VORHEES, New Jersey — Zach Hyman left the Edmonton Oilers team watch party after the second period of Thursday’s 4 Nations finale, and watched the rest from the comfort of his Philadelphia hotel room.
The only Oiler in the game — Hyman’s linemate Connor McDavid — had not, to that point, put his stamp on the game for Team Canada. When he finally did, in overtime, there was only one thing for Hyman to do.
“I just laughed,” said Hyman, who had one thought upon seeing McDavid come through in the clutch: “Of course he did.”
“He says he didn’t think he had a very good game. That bar is set pretty high,” Hyman continued. “The best players, that’s what they do. It was Sid in 2010, Connor (Thursday) night. They find the moment — the moment finds them — and then they deliver.”
As the Edmonton Oilers blazed through one final practice before resuming their National Hockey League schedule with a five-game road trip through the Eastern Conference, there was a sense of brotherhood here, that one of theirs had not only sealed the 4 Nations with an overtime goal, but that McDavid had reserved a place in hockey history by scoring a goal that will live on in hockey lore.
If McDavid is going to hold his place among the true greats, along with winning a Stanley Cup or two, goals like the one he scored Thursday in Boston are a prerequisite.
A child prodigy, McDavid was almost predestined for this role.
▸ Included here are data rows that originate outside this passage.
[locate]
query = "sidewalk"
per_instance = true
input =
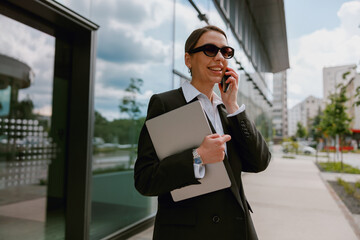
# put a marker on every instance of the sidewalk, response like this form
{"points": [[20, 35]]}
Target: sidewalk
{"points": [[291, 201]]}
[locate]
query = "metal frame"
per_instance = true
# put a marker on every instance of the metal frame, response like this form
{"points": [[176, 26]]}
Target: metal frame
{"points": [[80, 34]]}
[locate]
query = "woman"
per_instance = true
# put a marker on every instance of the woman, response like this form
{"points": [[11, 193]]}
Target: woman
{"points": [[223, 214]]}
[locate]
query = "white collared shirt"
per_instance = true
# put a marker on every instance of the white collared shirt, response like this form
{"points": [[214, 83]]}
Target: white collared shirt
{"points": [[210, 108]]}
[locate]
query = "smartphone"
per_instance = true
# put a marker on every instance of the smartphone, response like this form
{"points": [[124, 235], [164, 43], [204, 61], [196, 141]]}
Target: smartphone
{"points": [[224, 85]]}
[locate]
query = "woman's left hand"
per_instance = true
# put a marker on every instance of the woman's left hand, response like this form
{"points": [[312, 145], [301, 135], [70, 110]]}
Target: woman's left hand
{"points": [[229, 98]]}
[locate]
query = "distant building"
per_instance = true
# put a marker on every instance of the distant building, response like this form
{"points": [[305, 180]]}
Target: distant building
{"points": [[352, 109], [333, 76], [280, 112], [304, 112], [349, 77]]}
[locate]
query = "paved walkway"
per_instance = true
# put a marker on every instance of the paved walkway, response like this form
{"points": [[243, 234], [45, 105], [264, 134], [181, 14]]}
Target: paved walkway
{"points": [[291, 201]]}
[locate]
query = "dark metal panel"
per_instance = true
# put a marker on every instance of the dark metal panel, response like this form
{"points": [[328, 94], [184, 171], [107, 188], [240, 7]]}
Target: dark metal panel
{"points": [[80, 135]]}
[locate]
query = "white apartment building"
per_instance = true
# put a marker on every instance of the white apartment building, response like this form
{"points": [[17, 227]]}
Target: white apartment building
{"points": [[304, 112], [333, 76], [280, 112]]}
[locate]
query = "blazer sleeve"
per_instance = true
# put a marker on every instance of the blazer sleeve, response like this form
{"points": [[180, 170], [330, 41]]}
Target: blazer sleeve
{"points": [[154, 177], [252, 147]]}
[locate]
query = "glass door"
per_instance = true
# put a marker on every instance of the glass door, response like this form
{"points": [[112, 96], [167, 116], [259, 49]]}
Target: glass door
{"points": [[32, 144]]}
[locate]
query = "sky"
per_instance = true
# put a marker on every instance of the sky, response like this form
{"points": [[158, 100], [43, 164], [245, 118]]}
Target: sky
{"points": [[321, 33]]}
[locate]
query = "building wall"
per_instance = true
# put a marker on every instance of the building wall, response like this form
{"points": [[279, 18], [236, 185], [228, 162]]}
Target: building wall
{"points": [[142, 43], [352, 109], [280, 112], [304, 112]]}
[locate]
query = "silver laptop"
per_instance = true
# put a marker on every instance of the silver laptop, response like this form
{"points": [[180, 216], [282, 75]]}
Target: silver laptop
{"points": [[181, 129]]}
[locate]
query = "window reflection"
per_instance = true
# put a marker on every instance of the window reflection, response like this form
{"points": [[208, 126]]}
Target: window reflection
{"points": [[26, 147]]}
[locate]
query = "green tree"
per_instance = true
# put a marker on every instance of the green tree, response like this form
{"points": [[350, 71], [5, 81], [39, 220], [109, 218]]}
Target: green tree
{"points": [[335, 121], [357, 103], [315, 130], [301, 131], [129, 103]]}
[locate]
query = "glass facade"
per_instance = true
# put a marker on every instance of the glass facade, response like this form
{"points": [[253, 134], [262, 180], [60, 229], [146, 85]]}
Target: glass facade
{"points": [[140, 51], [31, 159]]}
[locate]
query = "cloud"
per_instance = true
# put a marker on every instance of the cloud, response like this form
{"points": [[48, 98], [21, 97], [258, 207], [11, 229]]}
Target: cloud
{"points": [[323, 48], [125, 33]]}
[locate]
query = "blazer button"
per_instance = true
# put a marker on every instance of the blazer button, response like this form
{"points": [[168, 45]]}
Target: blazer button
{"points": [[216, 219]]}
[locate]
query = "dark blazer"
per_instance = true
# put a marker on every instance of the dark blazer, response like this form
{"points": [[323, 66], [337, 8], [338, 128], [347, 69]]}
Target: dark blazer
{"points": [[223, 214]]}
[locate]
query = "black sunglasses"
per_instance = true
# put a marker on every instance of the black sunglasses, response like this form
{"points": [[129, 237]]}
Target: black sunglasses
{"points": [[211, 50]]}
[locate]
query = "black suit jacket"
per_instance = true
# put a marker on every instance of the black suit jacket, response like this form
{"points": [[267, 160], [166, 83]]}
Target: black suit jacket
{"points": [[223, 214]]}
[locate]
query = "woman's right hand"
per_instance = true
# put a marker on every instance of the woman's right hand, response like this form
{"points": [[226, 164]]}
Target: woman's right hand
{"points": [[212, 149]]}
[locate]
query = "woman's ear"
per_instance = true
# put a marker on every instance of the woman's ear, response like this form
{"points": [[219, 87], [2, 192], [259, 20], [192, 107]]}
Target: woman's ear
{"points": [[188, 60]]}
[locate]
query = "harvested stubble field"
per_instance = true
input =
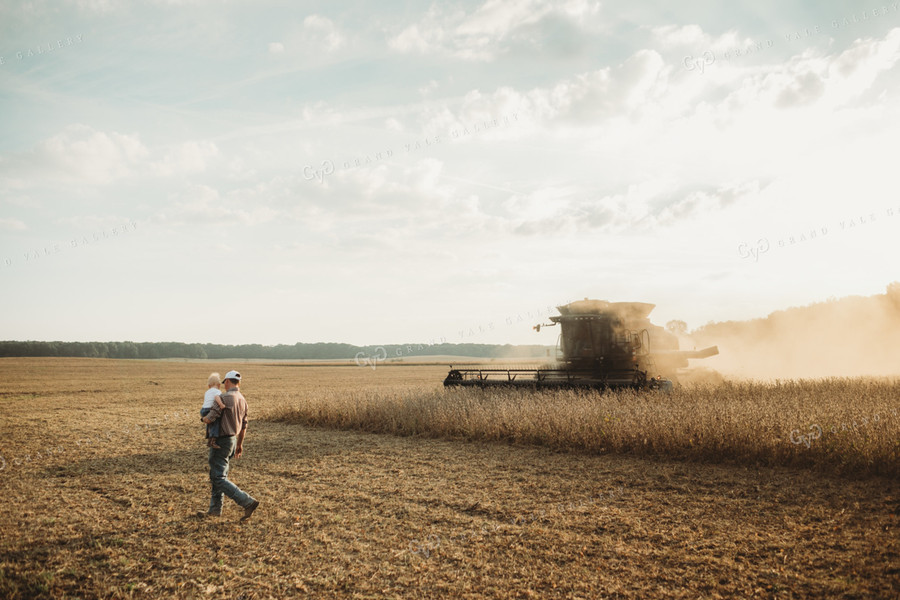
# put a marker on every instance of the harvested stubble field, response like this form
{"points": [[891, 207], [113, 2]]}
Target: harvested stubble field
{"points": [[698, 494]]}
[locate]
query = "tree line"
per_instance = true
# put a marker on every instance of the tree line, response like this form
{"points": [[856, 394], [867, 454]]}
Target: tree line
{"points": [[318, 350]]}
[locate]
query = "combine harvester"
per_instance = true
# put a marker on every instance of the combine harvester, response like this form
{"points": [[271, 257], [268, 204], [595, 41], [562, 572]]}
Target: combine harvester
{"points": [[602, 345]]}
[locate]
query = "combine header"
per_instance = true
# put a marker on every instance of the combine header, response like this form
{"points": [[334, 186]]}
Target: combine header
{"points": [[601, 345]]}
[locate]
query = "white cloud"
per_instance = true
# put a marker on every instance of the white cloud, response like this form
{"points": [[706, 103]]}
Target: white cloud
{"points": [[80, 153], [321, 31], [491, 29], [204, 205], [12, 225], [186, 157]]}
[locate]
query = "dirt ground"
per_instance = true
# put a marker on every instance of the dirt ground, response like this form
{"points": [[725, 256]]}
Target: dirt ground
{"points": [[103, 468]]}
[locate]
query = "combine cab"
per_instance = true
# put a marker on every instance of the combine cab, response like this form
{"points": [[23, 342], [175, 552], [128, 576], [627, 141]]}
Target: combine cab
{"points": [[601, 345]]}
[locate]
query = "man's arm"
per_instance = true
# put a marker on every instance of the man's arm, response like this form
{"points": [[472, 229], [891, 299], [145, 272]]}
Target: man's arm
{"points": [[239, 449], [240, 443], [214, 413]]}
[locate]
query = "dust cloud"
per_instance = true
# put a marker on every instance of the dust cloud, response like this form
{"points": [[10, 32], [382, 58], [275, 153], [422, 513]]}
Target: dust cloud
{"points": [[851, 336]]}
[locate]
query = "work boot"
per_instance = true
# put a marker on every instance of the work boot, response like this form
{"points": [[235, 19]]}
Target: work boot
{"points": [[249, 510]]}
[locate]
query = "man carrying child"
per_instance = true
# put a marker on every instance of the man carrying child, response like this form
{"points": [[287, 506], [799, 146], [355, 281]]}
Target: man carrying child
{"points": [[229, 443]]}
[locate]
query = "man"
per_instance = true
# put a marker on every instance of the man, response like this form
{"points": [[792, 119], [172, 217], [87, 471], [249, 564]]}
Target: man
{"points": [[232, 428]]}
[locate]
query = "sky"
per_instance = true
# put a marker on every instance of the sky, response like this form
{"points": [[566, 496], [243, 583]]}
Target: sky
{"points": [[282, 172]]}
So the fact he scored the game-winner on perhaps his only scoring chance of the game — while others had a few cracks and could not deliver — doesn’t surprise anyone around Edmonton’s travelling party.
“The biggest thing that separates the really good players from the guys that are legends of the game, I think, is the ability to come through in those big moments,” said Oilers GM Stan Bowman. “They’re all great players in the 4 Nations, but the guys that can actually come through in those pressure moments…
“It’s almost like the game slows down for them. They’re able to do things that other guys just can’t seem to do. It’s a really fine line that separates them.”
Somehow, a player who was focussed on so acutely by Team USA’s defensive game plan found open space when it mattered most. When the puck arrived, McDavid buried a puck past the game’s best goaltender, his first and only Grade A opportunity of the game.
“Great play by (Mitch) Marner, Connor gets it, and in one motion, he puts it in the only place where the goalie couldn’t get it. If he misses an inch either way, the goalie saves it or it goes wide,” Bowman said. “To me, that’s what separates the great players from like the legends of the game. It’s those moments — and there’s not a lot of them. Sometimes in a playoff series, there’s only one or two.”
Down the road in Washington, where the Oilers meet the Capitals on Sunday, Caps winger Taylor Raddysh has seen this moment coming for some time.
“I was lucky enough, my brother was with him for a while — minor hockey, OHL — so I’ve kind of seen (McDavid) for a pretty long time,” Raddysh told reporter Stephen Whyno of the Associated Press on Friday. “When you’re with him, it was kind of, any night he can do something that you’ve never seen. He’s been doing it his whole life, and it was cool to see him last night get that big one to put Canada on top.”
“At this point, no, nothing surprises me,” added Capitals centre Dylan Strome, another high-end NHL player who looks at McDavid and marvels. “Sometimes it’s tough in those really, really big moments to find a way to be the guy. He stepped up and made a great play. Great pass by Marner, and it was a great play.”
McDavid wasn’t even happy with his game to that point.
“I was not very good all night,” he told the media in Boston. “All that was going through my mind was: Keep going.”
In Canada and abroad, as the periods rolled by and McDavid had scarcely carried the puck from one zone to another, Canadian fans were wondering: Will this be like Game 7 of last spring’s Stanley Cup Final where, try as he might, McDavid was unable to provide in the big moment?
“My family was texting during the game, and my brother was at the game,” Strome said. “He just said, ‘It just takes one shot, one chance for him.’ He hadn’t really had too many good opportunities to score. When the best player in the world gets the puck in the slot, good things usually happen.”
Good things, or great things.
It’s the difference between good players, and great ones.